Pour le Midrache, il est important de justifier la nécessité des trois Alliances. Concernant l’Alliance du Sinaï, rien n’est plus naturel que, pour donner la Tora à Israël, D’ieu ait recours à l’Alliance avec Israël afin de s’assurer de sa fidélité.

On ne saurait envisager la possibilité de confier la Tora, fille unique du Créateur, à Israël si D’ieu n’avait pas l’engagement effectif de tout le peuple pour la mise en pratique de toutes les prescriptions.

Cependant Israël a vite fait de dénoncer cet engagement. Moins de quarante jours après, le peuple d’Israël se rend coupable de la faute du veau d’or. L’interdit de l’idolâtrie étant transgressé, c’est toute son adhésion à la Tora qui est remise en question.

Israël répare l’irréparable. D’ieu veut bien lui accorder une seconde chance. Son repentir est pris en considération. Mais D’ieu ne consent à remettre sa Chékhina parmi Israël qu’une fois le Michekane érigé.

De nouvelles tables de la Loi sont octroyées à Israël. La Tora prenant place parmi Israël nécessite une nouvelle Alliance. Elle eut lieu à Horèb. Celle-ci remplace la première. Israël sent que cet engagement est sérieux. Il ne s’agit point de le remettre en cause. L’expérience du veau d’or qui avait provoqué l’exil de la Chékhina n’est plus à refaire.

Dans une telle perspective, rien ne justifierait l’Alliance de Ârbot Moab. Le Midrache s’interroge en fait sur la signification de cette troisième Alliance.

Sans doute, Israël invoquera-t-il pour les deux Alliances précédentes d’avoir consenti sous la pression. Ne fut-il pas l’objet d’une violence lorsque D’ieu avait renversé le mont Sinaï comme une coupole en disant à Israël(17) : “Si vous acceptez [la Tora], c’est bon.

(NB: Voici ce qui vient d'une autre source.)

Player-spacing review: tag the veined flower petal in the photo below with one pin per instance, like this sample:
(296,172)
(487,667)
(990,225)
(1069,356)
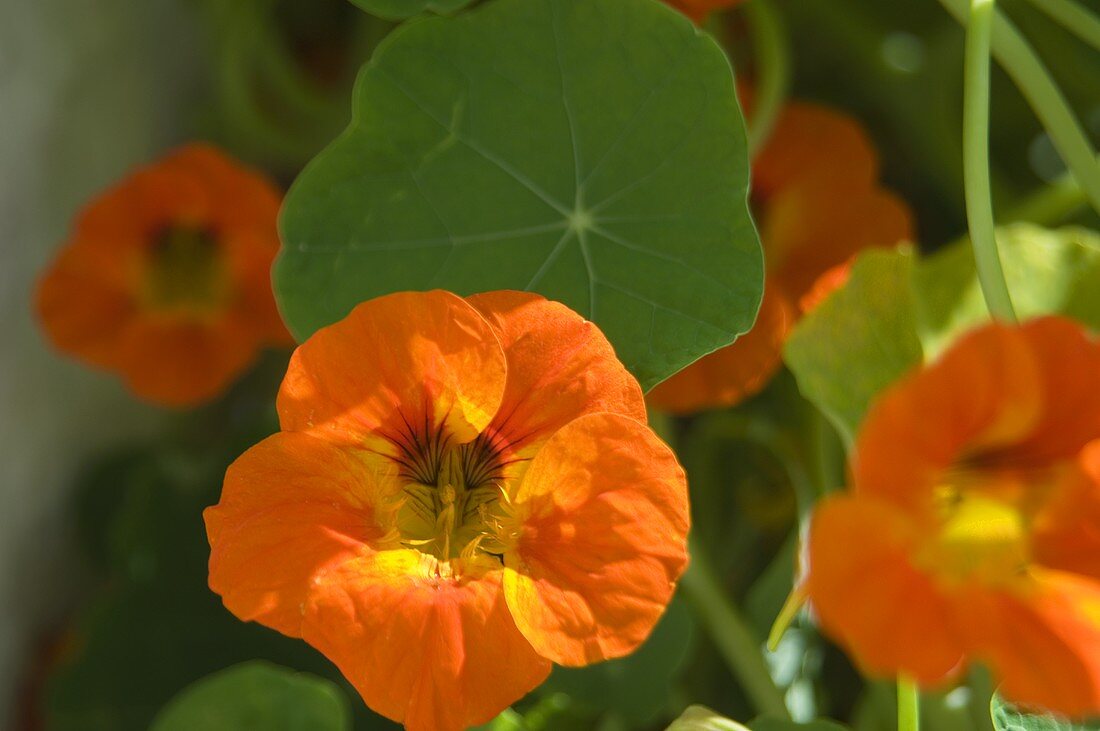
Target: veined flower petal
(293,508)
(409,361)
(438,654)
(866,590)
(604,519)
(560,367)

Sinon c’est là que vous serez ensevelis.” Israël a donc l’excuse de cette violence.

L’alliance de Horèb remplace la première. Mais elle présente le désavantage d’avoir été contractée dans le désert, lieu considéré par Israël comme un élément forçant son engagement, ne présentant ni attrait ni divertissement qui l’éloigneraient de l’étude de la Tora.

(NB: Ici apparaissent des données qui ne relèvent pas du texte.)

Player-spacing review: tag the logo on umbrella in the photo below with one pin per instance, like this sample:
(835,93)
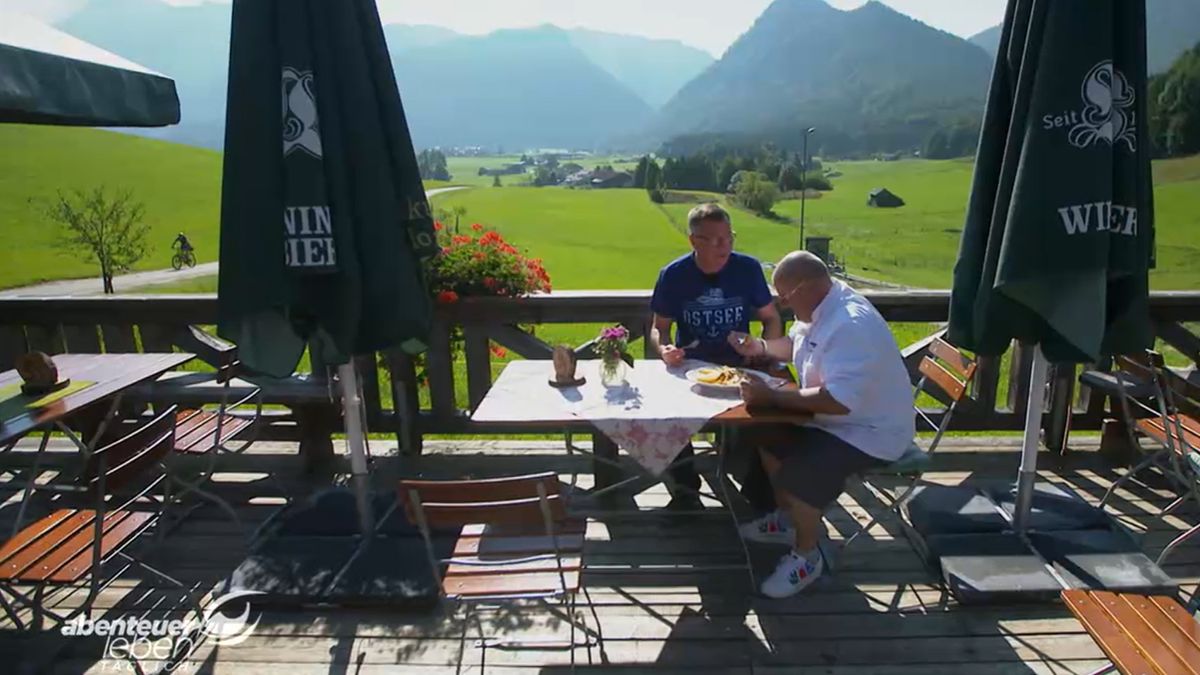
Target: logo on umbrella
(1108,109)
(300,131)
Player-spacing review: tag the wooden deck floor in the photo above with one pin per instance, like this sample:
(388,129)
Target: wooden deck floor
(880,613)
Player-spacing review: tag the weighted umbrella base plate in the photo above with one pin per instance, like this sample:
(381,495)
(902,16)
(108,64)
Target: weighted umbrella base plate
(1080,545)
(991,567)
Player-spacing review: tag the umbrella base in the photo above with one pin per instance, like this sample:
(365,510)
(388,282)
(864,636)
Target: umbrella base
(312,554)
(966,535)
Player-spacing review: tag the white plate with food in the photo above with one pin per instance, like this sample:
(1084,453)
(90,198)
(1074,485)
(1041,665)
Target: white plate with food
(723,377)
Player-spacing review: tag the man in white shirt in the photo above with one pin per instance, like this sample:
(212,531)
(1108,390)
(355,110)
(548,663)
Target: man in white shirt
(855,384)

Mais, arrivés à Ârbot Moab, terre habitée, D’ieu réactive de nouveau l’Alliance afin qu’Israël ne soit pas tenté d’invoquer l’argument de violence ou de pression exercée sur lui tant par la forme, renversant la montagne comme une coupole, que par le séjour dans le désert dont la nature compatible avec la Tora.

Israël accepte. Il s’engage non seulement au niveau individuel mais également au niveau collectif. Cette alliance est celle de la solidarité. Israël engage toutes les générations futures à Ârbot Moab.

L’Alliance de Ârbot Moab est assortie de malédiction en cas de renoncement. C’est la première fois que D’ieu use d’un tel procédé. Pourquoi? Israël avait montré par le passé une tendance au reniement. Ici, D’ieu le fait jurer. Or un serment non respecté entraîne un châtiment.

La possibilité de s’exposer au châtiment exerce son effet coercitif sur Israël qui, de ce fait, sera mieux porté au respect de l’Alliance.

Mais l’Alliance se conjugue à deux. Le partenaire d’Israël est D’ieu. D’ieu sait d’un côté qu’Israël est enclin à la désobéissance. Assortissant l’alliance de châtiment, Il expose Israël à un anéantissement certain.

Or, Dieu avait juré, promis aux Ancêtres de maintenir avec leurs descendants non seulement des relations privilégiées, mais aussi de ne jamais leur substituer un autre peuple.

L’alliance présente donc un aspect tout à fait nouveau et capital. D’ieu s’engage lui aussi à ne jamais renoncer au serment fait aux Ancêtres. Il se lie, par cette Alliance, à ne jamais abandonner Âm Yisraèl fut-il coupable lui-même d’avoir abandonné D’ieu.

En fait, quand D’ieu traite avec Israël, Son but est de se forcer à “le constituer pour Son peuple et Lui-même être son D’ieu.” Sans ce serment, à la première faute grave, D’ieu aurait pu remettre en question ses relations privilégiées avec Israël.

Le Midrache se plaît à rappeler l’occasion où Israël avait exprimé sa volonté de renoncer à son engagement à l’égard de D’ieu. Consultant Yéhèzqèl, les Anciens d’Israël se demandent si, en réalité, D’ieu ne s’était pas débarrassé de Son peuple simplement en l’exilant en Babylonie.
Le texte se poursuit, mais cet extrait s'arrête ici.